I received my soil analysis report.



My ph is at 6.0 and they recommend an application of 2T/Ha of limestone to raise it to 6.5. I have 9K sq ft that means 8.4% of 1 Hectare. So 4k lbs (1 tons) multiply by 0.084 equal 336lbs of limestone to apply. I'm concerned with the magnesium in th report that is maked as high. I think that I don't have access to calcitic lime but only dolomitic.

For the fertilizer, the P and K is marked as high so I don't need to apply those. I don't have a value for N. Do I only need to apply N?

What's your reccomendations with my soil analysis report?

My next step is next week with the areation and overseeding.

Thanks!


----------



## Ridgerunner (May 16, 2017)

T/Ha? Wouldn't that be metric tonnes per hectare?
1 Hectare is 2.47 acres or 107,500 square feet.
1 Metric tonne is about 2200 lbs.
So:
2200 X 2 = 4400 / 107.5 = 41 lbs of lime per M (thousand square feet). For 9 thousand square feet, you'll need 369 lbs of lime, but that depends on the lime CCE that the lab used to make their recommendation.
Your other conclusions are accurate regarding N,P and K, but with higher Mg levels, you might want to consider increasing your K levels to the 5% of base saturation or to the 400 ppm range. Avoid P.


----------



## bobcajun (May 23, 2018)

I will follow your recommendation on the amount of lime to apply.

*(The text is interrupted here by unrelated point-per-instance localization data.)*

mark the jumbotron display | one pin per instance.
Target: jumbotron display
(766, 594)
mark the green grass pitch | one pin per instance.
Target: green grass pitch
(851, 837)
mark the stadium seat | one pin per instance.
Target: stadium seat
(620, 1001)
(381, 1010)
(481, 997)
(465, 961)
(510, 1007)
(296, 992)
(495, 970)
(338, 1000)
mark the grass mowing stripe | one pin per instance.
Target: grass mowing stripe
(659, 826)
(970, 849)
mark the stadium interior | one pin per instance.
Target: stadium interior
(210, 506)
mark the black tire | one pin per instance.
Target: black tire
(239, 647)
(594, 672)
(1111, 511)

I contacted a local fertilizer making compagny and they have a bag of 55lbs fertilizer with added iron and NPK of 24-4-8. This bag contains 13.2 lbs of nitrogen. I only need a max. of 9 lbs of nitrogen to cover my lawn. So 9 divided by 13.2 equal 68%. I only need 68% of this 55lbs bag (37.4lbs).


----------



## bobcajun (May 23, 2018)

Which rate or N per 1000 sqft would you recommend, 1lbs or 0.75lbs per 1000 sqft?


----------



## Ridgerunner (May 16, 2017)

bobcajun said:


> Which rate or N per 1000 sqft would you recommend, 1lbs or 0.75lbs per 1000 sqft?

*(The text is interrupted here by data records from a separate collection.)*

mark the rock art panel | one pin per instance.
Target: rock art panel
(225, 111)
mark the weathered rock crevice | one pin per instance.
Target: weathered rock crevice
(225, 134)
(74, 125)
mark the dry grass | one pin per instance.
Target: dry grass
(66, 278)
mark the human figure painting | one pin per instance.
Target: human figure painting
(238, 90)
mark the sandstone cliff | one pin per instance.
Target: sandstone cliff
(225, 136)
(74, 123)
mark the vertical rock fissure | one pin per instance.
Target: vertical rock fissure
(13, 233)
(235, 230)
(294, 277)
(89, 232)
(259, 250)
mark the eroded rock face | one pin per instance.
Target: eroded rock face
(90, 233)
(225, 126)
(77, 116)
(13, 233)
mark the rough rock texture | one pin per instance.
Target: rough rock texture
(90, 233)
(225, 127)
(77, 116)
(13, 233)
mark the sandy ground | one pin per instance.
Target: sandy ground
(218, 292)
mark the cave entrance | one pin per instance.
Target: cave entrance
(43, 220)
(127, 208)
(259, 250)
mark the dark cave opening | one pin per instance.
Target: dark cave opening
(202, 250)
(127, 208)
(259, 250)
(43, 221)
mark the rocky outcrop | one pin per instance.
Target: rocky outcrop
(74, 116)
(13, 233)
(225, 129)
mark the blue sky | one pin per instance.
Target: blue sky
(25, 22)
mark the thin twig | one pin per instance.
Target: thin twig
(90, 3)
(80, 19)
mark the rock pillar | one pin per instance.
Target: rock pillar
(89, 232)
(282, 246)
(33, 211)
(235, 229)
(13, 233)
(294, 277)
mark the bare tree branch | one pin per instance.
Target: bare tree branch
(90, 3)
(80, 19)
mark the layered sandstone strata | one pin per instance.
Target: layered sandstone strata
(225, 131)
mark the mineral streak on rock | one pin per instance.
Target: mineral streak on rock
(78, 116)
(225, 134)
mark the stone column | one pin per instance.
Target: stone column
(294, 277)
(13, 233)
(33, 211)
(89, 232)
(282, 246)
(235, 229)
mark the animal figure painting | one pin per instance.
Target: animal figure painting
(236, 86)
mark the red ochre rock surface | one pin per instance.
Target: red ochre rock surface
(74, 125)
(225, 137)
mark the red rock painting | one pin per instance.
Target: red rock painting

That would depend on my objective. If I'm fertilizing for maintenance, anywhere from .5 to 1 lb per month will suffice. Although 1 lb/M is the default, let observation be your guide. Some people find for their turf and soil, half a pound will keep the grass growing and green for a month, others find that they need closer to a pound to keep the grass acceptably green and growing for a 30-45 days. I find .75-1 lb/M works for me.
Edit: See g-man's Fall Nitrogen Blitz thread.
If I'm trying to get my KBG to spread and fill-in, I've applied .25, even .5+ lb. weekly or 1 lb every two weeks when I've been short on time and depending on the product available. Application rate and timing for me depends on the guaranteed analysis of what I'm using. It's near impossible to apply urea (46-0-0) at .25 or even .5 lbs/M.


----------